Barricaded behind the crags of Mt Taygetos and ready for battle, the Maniots developed a powerful sense of autonomy, answerable to no one. What you see today is only what they consider permissible. But you’ll be overwhelmed with images of authentic Greece because here, in this far corner of the Peloponnese, everything is dramatic and bewitching.
They are the emblems of Mani. Stone strongholds that thrust from the rocky land as if to strike the sky itself. Their height was directly related to their defensive prowess, but also to the rank and social position of the family to which they belonged. Their construction was dictated by military strategy: no windows, minimal openings, battlements and multiple storeys, to give their defenders the advantage. And their spare, elegant masonry was the product of generations of local craftsmen who drew inspiration from Byzantine fortification architecture.
You will find this part of Greece’s history – Byzantium – throughout Mani. You’ll see Byzantine churches everywhere. Usually small and humble, they are nevertheless architectural masterpieces and monuments to unshakable faith. Their exteriors are of brick and russet stone, with many possessing beautiful domes, carved marble iconostases and other relief decorations.
The cluster of towers that forms this fortified village is among the most famous in the Mani and a hauntingly beautiful sight.
The colours and shapes here are beyond description. Spelunkers consider the Dirou Caves among the most important on the planet. Open to the public, the cave at Vlyhada is 2.5km long, while that at Alepotrypa (‘fox hole’) was inhabited in Neolithic times.
South of Areopolis, you’ll come to the indescribably lovely, much-photographed little fishing port of Limeni. It boasts a handful of superb tower houses, some exceptional boutique hotels and great fish tavernas.

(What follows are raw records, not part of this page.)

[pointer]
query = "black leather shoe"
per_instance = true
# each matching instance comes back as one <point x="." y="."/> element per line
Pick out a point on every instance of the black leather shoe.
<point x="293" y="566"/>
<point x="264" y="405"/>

The road ends at Cape Tainaron. The sharp tip of the Laconian peninsula, at Matapan, pierces the Mediterranean like a warrior’s lance and the famous Tainaron lighthouse warns ships of rocky shores. This is one of the most special sights in the Peloponnese. On the way, a little before Porto Sternes, the ruins of a temple of Poseidon form the foundations for the Asomatos. Look for the ancient cisterns and a pebble mosaic. This is the second most southern spot in continental Europe after Gibraltar.
Although this was a notorious pirates’ lair, the cape takes its name from the flocks of quail (quaglio in Italian) that pass through on their way south. In its heyday, the area was a major supplier of the tasty birds to France. Don’t forget to visit the stunning circular bay and the famous castle here.
Kotrona, up the east coast, was the site of Teuthrone, one of the most important Maniot harbours in Ancient Greece.